Spezielles Wochenmenü

Um den Umstieg auf eine neue Ernährung zu erleichtern, hat das Team des berühmten ukrainischen Kochs und Gründers des Sozialprojekts „Neue Schulernährung“, Yevhen Klopotenko, ein spezielles Vier-Wochen-Menü entwickelt. Neben traditionellen ukrainischen Gerichten enthält es auch Gerichte, die für die Schulküche untypisch sind, wie Chili con Carne, Bolognese, Frittata, Gnocchi oder Minestrone. Folglich ist es egal, in welchem Land der Schüler lebt und für welches Schulmenü er sich entscheidet, Hauptsache ist, dass jedes Kind sich gesund ernährt. Denn Gesundheit beginnt beim Essen, deshalb sollte gesunde Ernährung in der Familie, in der Schule, auf dem Land und in der Welt ein Trend sein.

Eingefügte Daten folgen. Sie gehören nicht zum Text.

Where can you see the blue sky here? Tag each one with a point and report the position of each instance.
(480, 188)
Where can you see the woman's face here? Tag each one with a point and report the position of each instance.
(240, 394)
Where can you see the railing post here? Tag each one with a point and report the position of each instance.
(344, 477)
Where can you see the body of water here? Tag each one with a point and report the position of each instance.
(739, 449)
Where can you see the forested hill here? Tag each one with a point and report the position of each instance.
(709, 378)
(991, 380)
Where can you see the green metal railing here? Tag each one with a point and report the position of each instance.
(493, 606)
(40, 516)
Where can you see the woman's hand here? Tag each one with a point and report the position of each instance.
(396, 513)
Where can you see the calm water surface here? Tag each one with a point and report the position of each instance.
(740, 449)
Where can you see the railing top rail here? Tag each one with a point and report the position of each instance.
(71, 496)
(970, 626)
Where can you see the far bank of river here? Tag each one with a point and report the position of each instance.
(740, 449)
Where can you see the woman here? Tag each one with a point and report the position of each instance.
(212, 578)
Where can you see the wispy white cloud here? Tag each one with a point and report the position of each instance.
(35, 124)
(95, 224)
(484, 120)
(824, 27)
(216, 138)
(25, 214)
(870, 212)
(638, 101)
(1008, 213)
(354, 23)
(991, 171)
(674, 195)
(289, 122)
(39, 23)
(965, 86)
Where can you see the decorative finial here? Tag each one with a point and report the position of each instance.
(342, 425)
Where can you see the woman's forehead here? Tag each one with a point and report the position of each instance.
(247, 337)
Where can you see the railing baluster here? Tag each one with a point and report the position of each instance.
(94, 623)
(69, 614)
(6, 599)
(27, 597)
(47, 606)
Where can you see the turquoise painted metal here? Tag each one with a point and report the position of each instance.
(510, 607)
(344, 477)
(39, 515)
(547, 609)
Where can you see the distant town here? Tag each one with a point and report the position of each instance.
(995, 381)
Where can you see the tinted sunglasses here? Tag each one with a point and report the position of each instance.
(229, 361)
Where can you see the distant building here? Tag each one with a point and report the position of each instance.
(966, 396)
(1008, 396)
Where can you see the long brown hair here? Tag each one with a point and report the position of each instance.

Das Pilotprojekt InGym richtet sich an besonders leistungsfähige Schüler der Jahrgangsstufen 6 bis 9 mit Flucht- oder Migrationshintergrund. In kürzester Zeit werden sie intensiv in deutscher Sprache sowie in verschiedenen Fächern gefördert. In der Klasse 9ing lernen am Siemens-Gymnasium derzeit 19 Schüler, aktuell allesamt Ukrainer. Die Projektklasse ist aber nicht nur für Ukrainer geöffnet.